The message seems to be that the English clinics – who are almost entirely responsible for the development of this draft protocol – are not interested in developing new practice, let alone conforming with the seventh edition of the WPATH Standards of Care. Instead, they seem keen to maintain a tight control over the processing of patients, an approach that renders the draft protocol even more strict than a new national commissioning policy that is being simultaneously developed.

Survey

The survey that accompanies the draft protocol is extremely short. This makes it quick and easy to fill in, but the form also seems to have been designed to shut down unwanted criticism. The Department of Health appears interested only in how current experiences match up to the proposed protocol, and seems keen to avoid any kind of critical feedback on the document.

It is, however, possible to offer you opinion on the nature of the protocol itself. Here are some tips for doing so:

  • Where your experiences differ from the protocol in a positive manner (e.g. you didn’t receive a physical examination from your GP), emphasise how your experience was more positive than would be the case should the protocol be implemented as-is.
  • Where your experiences differ from the protocol in a negative way, emphasise any manner in which you think the protocol could go further to ensure better treatment.
  • If you have sought care outside of the NHS for necessary treatments (e.g. hair removal for trans women) explain why this treatment should be a necessary part of the protocol

Final thoughts

The introductory text to the survey suggests that current political and financial pressures on the NHS prohibit the introduction of any real changes within the draft protocol:

DH wants the final document to outline the current position for transgender people seeking gender reassignment services through the NHS. The document should outline what support and services a transgender person can expect to receive in the tight financial constraints currently placed on the NHS.

This doesn’t really make a huge amount of sense. Yes, if more trans people have access to services (e.g. laser hair removal), this will cost money. But surely there is a lot more money to be saved through progressive reform?

Insisting on longer real-life tests, longer waits for surgery and so on won’t save a lot of money in the long term. A similar amount of trans people will be accessing services: they’ll just have to wait longer as individuals in order to access the a services. The money will still be spent. So why have such long waiting times?
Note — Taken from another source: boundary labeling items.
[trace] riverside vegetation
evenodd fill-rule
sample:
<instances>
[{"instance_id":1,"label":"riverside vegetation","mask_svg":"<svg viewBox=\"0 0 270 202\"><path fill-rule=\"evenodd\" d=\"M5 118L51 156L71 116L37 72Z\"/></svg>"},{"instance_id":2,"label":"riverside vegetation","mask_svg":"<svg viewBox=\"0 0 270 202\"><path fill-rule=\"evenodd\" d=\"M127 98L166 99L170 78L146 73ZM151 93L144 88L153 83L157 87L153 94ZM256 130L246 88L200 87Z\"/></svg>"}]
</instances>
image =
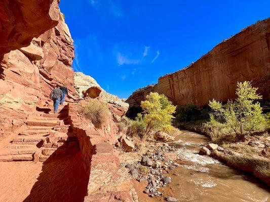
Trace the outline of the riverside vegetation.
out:
<instances>
[{"instance_id":1,"label":"riverside vegetation","mask_svg":"<svg viewBox=\"0 0 270 202\"><path fill-rule=\"evenodd\" d=\"M175 125L204 133L226 149L212 155L244 171L253 173L269 184L269 113L263 113L257 88L245 81L238 83L237 98L224 104L213 99L199 108L178 106Z\"/></svg>"}]
</instances>

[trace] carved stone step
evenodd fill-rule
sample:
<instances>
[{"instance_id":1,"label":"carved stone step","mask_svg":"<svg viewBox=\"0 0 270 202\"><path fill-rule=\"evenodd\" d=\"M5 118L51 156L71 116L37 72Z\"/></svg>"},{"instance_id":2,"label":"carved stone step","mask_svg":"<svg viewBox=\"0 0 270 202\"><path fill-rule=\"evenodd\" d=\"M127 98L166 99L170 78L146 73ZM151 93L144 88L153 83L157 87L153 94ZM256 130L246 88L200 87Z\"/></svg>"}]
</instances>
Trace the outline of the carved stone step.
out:
<instances>
[{"instance_id":1,"label":"carved stone step","mask_svg":"<svg viewBox=\"0 0 270 202\"><path fill-rule=\"evenodd\" d=\"M33 156L31 154L8 155L0 156L1 161L32 161Z\"/></svg>"}]
</instances>

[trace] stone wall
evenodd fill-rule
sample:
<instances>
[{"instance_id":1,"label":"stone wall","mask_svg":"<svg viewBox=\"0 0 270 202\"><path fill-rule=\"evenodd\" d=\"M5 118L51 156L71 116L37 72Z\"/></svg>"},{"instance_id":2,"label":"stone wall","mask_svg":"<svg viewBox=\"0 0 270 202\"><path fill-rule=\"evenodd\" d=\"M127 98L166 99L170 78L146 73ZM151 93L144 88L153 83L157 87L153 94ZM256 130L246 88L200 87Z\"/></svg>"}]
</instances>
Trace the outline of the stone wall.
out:
<instances>
[{"instance_id":1,"label":"stone wall","mask_svg":"<svg viewBox=\"0 0 270 202\"><path fill-rule=\"evenodd\" d=\"M23 125L56 83L74 92L73 40L58 1L21 2L0 3L0 136Z\"/></svg>"},{"instance_id":2,"label":"stone wall","mask_svg":"<svg viewBox=\"0 0 270 202\"><path fill-rule=\"evenodd\" d=\"M234 98L237 82L252 81L263 98L270 99L269 41L268 18L223 41L187 67L160 77L151 91L176 105L202 106L213 98ZM148 89L133 93L127 100L130 108L139 105Z\"/></svg>"},{"instance_id":3,"label":"stone wall","mask_svg":"<svg viewBox=\"0 0 270 202\"><path fill-rule=\"evenodd\" d=\"M120 165L111 140L98 131L83 128L74 105L68 105L68 116L76 134L84 167L89 176L85 202L132 201L131 180ZM109 139L108 139L109 138Z\"/></svg>"}]
</instances>

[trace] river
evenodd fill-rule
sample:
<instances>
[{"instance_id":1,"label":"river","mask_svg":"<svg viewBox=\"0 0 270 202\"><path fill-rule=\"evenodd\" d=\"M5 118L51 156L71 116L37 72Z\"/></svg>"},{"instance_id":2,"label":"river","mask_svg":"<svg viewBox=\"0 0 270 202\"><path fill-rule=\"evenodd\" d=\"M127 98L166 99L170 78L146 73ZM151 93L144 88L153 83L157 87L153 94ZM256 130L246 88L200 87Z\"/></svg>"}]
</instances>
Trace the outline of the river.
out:
<instances>
[{"instance_id":1,"label":"river","mask_svg":"<svg viewBox=\"0 0 270 202\"><path fill-rule=\"evenodd\" d=\"M181 164L168 175L171 184L161 189L166 195L180 201L270 201L269 190L251 175L198 154L207 137L183 131L175 140Z\"/></svg>"}]
</instances>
Insisting on referral through a specialist (i.e. psychiatrist or psychologist) won’t save money. How does the NHS possibly benefit financially from insisting that trans people see more specialists rather than having them directly referred to a gender clinic by their GP? This is particularly the case when specialists decide that they need to assess people over multiple appointments before referring them to a gender clinic. The individuals concerned experience a frustrating delay, and it costs more money because the NHS is paying for all these extra appointments.

This isn’t really about the money. It’s about gatekeepers maintaining a certain level of control over patients, and putting certain ideologies into practice. It’s about picking and choosing which parts of ICD-10 and WPATH SOC 7 fit best with their pre-existing ideas, and using those elements to justify existing practice. It’s about conservativism over progression: a wasted opportunity.